There are plenty of other aspects of Harhoff's letter that I am not willing to defend. It was ill advised to write a casual letter to a large group of individuals; he should have written a law review article argued with precision and clarity. He cobbled together the mental elements of aiding and abetting, JCE, and command responsibility, without making clear that his chief complaint was newly inconsistent mens rea requirements across different modes of liability. His suggestion that President Meron bowed to political pressure strikes me as both scandalous and unlikely. First, American government officials just don't pay that much attention to ICTY jurisprudential developments. Second, there are plenty of other governments that are more likely to be concerned about this issue, especially in Europe, where French and Italian governments sometimes support rebel forces that might commit war crimes (e.g. Libya). So the idea that this is an American or Israeli "problem" strikes me as unlikely.
Also, I'm not willing to take a stand one way or the other about the correctness of the specific direction requirement; I'm still trying to decide which view of the law is correct based on the on-going legal debates. (See James Stewart here and here; Kevin Heller here and here). All very stimulating.

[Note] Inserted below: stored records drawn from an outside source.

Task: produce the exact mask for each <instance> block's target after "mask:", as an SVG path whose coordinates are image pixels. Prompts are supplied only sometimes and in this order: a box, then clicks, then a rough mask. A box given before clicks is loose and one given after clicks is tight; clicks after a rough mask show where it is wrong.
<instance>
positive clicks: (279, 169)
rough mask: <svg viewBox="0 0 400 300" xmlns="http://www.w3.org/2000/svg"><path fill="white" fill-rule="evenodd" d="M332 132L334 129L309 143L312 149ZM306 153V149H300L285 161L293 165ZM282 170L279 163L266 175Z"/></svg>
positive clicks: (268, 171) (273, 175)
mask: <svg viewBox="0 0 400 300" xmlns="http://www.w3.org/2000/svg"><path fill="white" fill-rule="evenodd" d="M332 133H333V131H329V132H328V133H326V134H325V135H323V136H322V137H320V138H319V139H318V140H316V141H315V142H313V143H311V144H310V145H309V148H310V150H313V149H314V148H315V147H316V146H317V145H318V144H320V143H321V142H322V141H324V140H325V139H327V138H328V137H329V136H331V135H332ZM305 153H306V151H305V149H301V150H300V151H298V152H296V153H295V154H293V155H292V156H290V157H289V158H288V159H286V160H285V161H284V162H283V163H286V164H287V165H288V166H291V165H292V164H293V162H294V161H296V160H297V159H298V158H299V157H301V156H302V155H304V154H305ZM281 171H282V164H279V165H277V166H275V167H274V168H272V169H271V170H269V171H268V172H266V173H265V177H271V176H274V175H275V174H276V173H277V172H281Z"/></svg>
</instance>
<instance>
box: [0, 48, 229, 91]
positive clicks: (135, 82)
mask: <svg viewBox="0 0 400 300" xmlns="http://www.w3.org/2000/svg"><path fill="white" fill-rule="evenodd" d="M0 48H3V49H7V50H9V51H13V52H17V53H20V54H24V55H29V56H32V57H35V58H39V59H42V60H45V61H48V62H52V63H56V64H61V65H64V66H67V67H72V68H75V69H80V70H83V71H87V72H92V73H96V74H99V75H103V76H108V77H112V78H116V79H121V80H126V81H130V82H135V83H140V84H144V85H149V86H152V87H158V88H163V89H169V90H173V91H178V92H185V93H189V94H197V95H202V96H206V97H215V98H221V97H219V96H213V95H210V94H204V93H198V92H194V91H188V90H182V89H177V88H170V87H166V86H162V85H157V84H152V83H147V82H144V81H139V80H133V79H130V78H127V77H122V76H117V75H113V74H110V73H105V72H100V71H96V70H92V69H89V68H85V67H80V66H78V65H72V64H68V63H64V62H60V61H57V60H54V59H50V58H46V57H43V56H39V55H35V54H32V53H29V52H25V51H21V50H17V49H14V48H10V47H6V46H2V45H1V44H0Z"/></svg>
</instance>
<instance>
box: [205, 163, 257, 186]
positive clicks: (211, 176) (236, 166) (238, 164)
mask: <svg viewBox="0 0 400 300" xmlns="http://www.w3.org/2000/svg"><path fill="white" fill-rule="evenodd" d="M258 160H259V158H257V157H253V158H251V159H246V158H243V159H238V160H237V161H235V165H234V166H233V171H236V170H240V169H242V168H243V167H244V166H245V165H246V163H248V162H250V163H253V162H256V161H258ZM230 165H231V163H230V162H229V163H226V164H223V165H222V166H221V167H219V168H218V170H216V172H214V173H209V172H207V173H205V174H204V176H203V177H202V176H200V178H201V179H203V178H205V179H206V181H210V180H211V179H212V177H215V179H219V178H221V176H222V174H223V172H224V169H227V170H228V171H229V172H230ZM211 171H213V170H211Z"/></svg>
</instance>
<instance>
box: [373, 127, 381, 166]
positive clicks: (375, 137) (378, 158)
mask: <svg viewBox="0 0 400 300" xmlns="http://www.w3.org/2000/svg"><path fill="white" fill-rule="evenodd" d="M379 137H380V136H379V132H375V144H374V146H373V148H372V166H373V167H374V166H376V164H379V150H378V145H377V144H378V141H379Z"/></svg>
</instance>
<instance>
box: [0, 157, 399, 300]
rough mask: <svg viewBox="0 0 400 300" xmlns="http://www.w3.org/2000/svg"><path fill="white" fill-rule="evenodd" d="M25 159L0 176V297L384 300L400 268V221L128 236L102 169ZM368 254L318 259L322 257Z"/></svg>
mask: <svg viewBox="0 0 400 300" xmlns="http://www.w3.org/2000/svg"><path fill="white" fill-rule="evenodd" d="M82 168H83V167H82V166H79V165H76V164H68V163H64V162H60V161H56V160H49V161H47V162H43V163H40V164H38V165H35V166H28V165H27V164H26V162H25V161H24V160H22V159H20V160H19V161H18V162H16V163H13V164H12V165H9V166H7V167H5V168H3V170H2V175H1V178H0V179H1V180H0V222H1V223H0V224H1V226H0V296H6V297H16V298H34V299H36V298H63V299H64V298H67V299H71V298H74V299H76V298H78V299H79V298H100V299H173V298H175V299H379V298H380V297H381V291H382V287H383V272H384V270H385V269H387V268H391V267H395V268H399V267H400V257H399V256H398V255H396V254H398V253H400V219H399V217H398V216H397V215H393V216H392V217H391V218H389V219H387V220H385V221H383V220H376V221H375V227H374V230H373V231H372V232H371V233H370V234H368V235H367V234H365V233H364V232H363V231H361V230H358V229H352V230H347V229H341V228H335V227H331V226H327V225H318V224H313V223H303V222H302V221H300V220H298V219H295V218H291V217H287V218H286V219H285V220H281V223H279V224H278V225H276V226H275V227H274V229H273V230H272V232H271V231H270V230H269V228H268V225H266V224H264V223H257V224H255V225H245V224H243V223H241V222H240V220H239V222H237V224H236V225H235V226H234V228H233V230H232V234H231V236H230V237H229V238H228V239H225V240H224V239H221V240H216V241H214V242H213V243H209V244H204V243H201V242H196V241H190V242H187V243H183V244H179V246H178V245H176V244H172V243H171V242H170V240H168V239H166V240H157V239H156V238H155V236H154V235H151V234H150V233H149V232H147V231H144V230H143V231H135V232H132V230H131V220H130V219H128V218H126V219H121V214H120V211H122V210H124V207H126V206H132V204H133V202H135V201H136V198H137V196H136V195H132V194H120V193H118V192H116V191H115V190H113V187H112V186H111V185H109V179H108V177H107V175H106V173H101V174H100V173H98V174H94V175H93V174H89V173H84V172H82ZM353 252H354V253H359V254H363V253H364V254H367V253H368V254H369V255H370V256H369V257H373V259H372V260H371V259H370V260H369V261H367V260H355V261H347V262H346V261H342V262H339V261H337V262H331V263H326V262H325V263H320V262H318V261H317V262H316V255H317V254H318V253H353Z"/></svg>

However, I just don't see evidence of bias or perceived bias here. What I see is a judge with a deep disagreement over the jurisprudence in recent cases -- a disagreement that plenty of others have voiced. And there's nothing biased about a judge who makes their view of the law known in advance -- if that were prima facie evidence of bias, then every judge at the ICTY would be guilty of bias by virtue of having written law review articles, or even participated in previous cases where these legal issues were decided or applied. If this were the standard, only new judges with no history of judging past cases, could sit on trials.